Today, overall, I have recovered pretty well – I can walk over 8 kilometers without getting too tired. I can jump, dance, even run a little, all the things we love doing with our legs. My hand is still somewhat numb – I can’t really feel warm water; it has to be pretty hot to sense the temperature. But now, I am able to do almost everything that requires fine motor skills, even writing with a pen. I continue rehabilitation, and I am physically active every day.
I was for a very long time in denial – I was trying to convince myself that something like this couldn’t happen to me. Then, I felt paralyzing fear and wasn’t able to think clearly. After that, I started feeling extremely sorry for myself and blaming myself for getting sick. At one point, I was even thinking that my life was pretty much over since the doctors couldn’t stop the relapses and I had huge lesions on my spinal cord.
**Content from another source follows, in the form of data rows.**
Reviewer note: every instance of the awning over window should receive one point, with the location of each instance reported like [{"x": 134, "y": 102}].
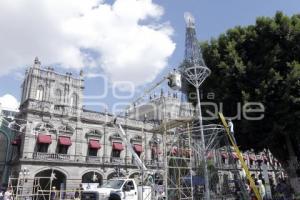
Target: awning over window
[
  {"x": 235, "y": 156},
  {"x": 16, "y": 141},
  {"x": 118, "y": 146},
  {"x": 94, "y": 144},
  {"x": 62, "y": 140},
  {"x": 156, "y": 150},
  {"x": 224, "y": 155},
  {"x": 209, "y": 155},
  {"x": 138, "y": 148},
  {"x": 174, "y": 150},
  {"x": 188, "y": 152},
  {"x": 265, "y": 158},
  {"x": 44, "y": 139},
  {"x": 252, "y": 157}
]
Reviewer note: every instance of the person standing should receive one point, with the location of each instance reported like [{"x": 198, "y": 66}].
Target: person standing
[
  {"x": 78, "y": 192},
  {"x": 8, "y": 194},
  {"x": 261, "y": 189}
]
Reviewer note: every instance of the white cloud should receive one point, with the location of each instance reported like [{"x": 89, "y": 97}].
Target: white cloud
[
  {"x": 9, "y": 102},
  {"x": 126, "y": 39}
]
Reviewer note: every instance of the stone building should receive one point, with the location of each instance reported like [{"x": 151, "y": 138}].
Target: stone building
[
  {"x": 78, "y": 145},
  {"x": 58, "y": 137}
]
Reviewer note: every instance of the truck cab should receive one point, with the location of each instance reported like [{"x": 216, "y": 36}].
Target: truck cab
[{"x": 124, "y": 188}]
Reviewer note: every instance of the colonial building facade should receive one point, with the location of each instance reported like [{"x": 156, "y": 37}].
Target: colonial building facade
[
  {"x": 77, "y": 145},
  {"x": 62, "y": 142}
]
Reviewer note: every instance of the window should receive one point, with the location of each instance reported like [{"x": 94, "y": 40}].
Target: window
[
  {"x": 93, "y": 152},
  {"x": 58, "y": 95},
  {"x": 39, "y": 93},
  {"x": 43, "y": 148},
  {"x": 251, "y": 162},
  {"x": 74, "y": 100},
  {"x": 223, "y": 160},
  {"x": 130, "y": 185},
  {"x": 62, "y": 149},
  {"x": 116, "y": 153}
]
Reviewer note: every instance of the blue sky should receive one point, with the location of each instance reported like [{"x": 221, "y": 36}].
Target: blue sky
[{"x": 213, "y": 17}]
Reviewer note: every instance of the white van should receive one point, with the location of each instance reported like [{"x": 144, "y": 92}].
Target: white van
[{"x": 115, "y": 189}]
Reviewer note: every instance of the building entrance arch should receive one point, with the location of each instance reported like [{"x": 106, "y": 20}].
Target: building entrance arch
[
  {"x": 92, "y": 178},
  {"x": 50, "y": 179}
]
I don’t know when I began to accept it, but I felt calm and started feeling hope again. It wasn’t a sudden feeling, though; it grew gradually. Truth is, I never lost faith, but it was dormant for a long time. It finally awoke, and I started feeling myself again. But better – wiser and more confident about my abilities. I have cleared out all the unnecessary bullshit (and people) from my life. I have welcomed new experiences, people, and visions about the world. I was extremely stressed out and burned out months before I had my onset, so somehow, this crazy disease helped me see the big picture and taught me how to preserve my soul and my body, for that matter. I now listen to it carefully, and I hear what it needs.
I haven’t done it by myself, of course. I have the unconditional support and love of my parents and sister, friends, relatives, and therapists of all kinds. It isn’t easy, and I have to make an effort every day. It requires a lot of patience and a lot of lust for life. But I do believe it’s worth it. I have learnt so much about myself and about the strength and resilience that I carry.
It is a very unpredictable disease, and it can make life feel really dark and uncertain. But I believe we can all find a way to transform the darkness and uncertainty into something beautiful.